Экзистенциализм держится в этом вопросе противоположного мнения. Он считает, что наука скользит по поверхности явлений и годится в лучшем случае для сугубо прикладных целей. Если наука говорит, что гвоздь в стенку надо забивать острием вперед, то в этом ей можно поверить. Но если она пытается учить нас как жить, как обустроить общество, то тут ей веры никакой нет. Что касается обоснования этого положения, то впоследствии я прочел «Бытие и ничто» Сартра, который считается одним из основоположников экзистенциализма, а эта его книга – главный его теоретический труд. Это такая «субстанция как инстанция», по сравнению с которой ленинское «отражает, но не как в зеркале» - это предел ясности и научной строгости. В естественные науки Сартр, в отличие от Маркса, вообще не пытался залазить, но вот «скользит эта наука по поверхности явлений» и вся любовь. Каково же отношение между разными теориями с разными понятиями, выводами и обоснованиями, описывающими одну и ту же действительность и каково отношение каждой из них с действительностью, об этом ни в том, ни в другом великом учении – ни гугу. И вот из таких, с позволения сказать, «теорий познания» эти великие начинают делать дальнейшее построение своей философии, строить свои дальнейшие выводы. Один - о неизбежности диктатуры пролетариата и его партии, другой – о бессмысленности всякой морали и о том, что единственная реальная ценность для человека – это свобода и чувственные наслаждения. И «эта груда нехитрого вздора» начинает влиять на жизнь многих миллионов людей, делая ее хуже, чем она могла бы быть.

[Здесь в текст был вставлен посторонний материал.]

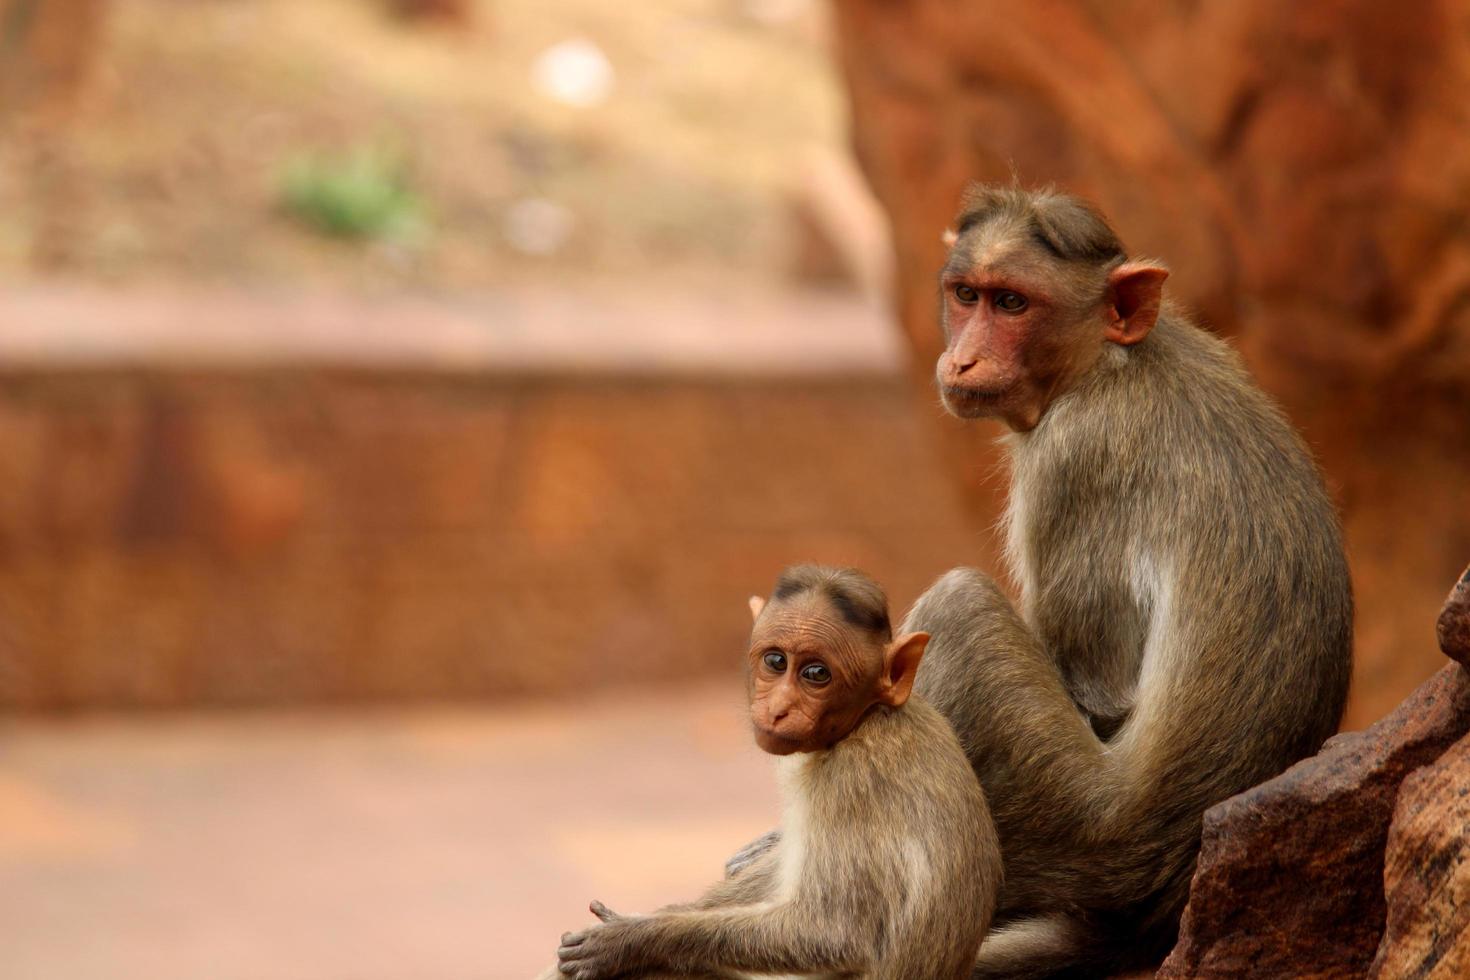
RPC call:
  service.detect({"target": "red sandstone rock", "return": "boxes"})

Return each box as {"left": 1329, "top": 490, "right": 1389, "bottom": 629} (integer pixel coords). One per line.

Понятно поэтому, почему отталкиваясь эмоционально от действительности, я забредал мыслями в такие эмпиреи, как как на самом деле соотносится наше познание с действительностью, как соотносятся между собой теории с разными понятиями, описывающие одну и ту же действительность, как ложатся на эту действительность наши понятия и т. д. Сначала я не выстраивал ни своей цельной теории познания, ни теории детерминизма, свободы, морали и т. д. Я почти каждый день делал какие-то записи, каждая из которых помогала мне прояснить тот или иной частный вопрос, который мучил меня в тот момент. А назавтра меня мучил уже вопрос не из области теории познания, а связанный со свободой или этикой. А еще чаще это были записи, которые вообще не имели к философии прямого отношения, а были чисто эмоциональной, без философского обобщения реакцией на события. Со временем этих записей собралось гора и тут я заметил, что в записях теоретического характера я стал повторяться. Мелькнула мысль, что надо бы упорядочить эту часть записей, отделить ее от записей эмоционально – публицистических, разложить по темам. И вот только когда я начал это делать, я увидел, что то, что я делаю, это – философия, причем философия большая, охватывающая как традиционно философскую проблематику (теория познания, детерминизм, свобода, этика), так и ставящая новую (включение духа в рациональные модели общества). И я понял, что я должен довести это дело до конца и написать книгу. Вот тогда-то я и подал заявление на увольнение, весьма удивившее хозяина фирмы, и сел писать «Неорацонализм», на сей раз, уже отлично зная, что я пишу философию.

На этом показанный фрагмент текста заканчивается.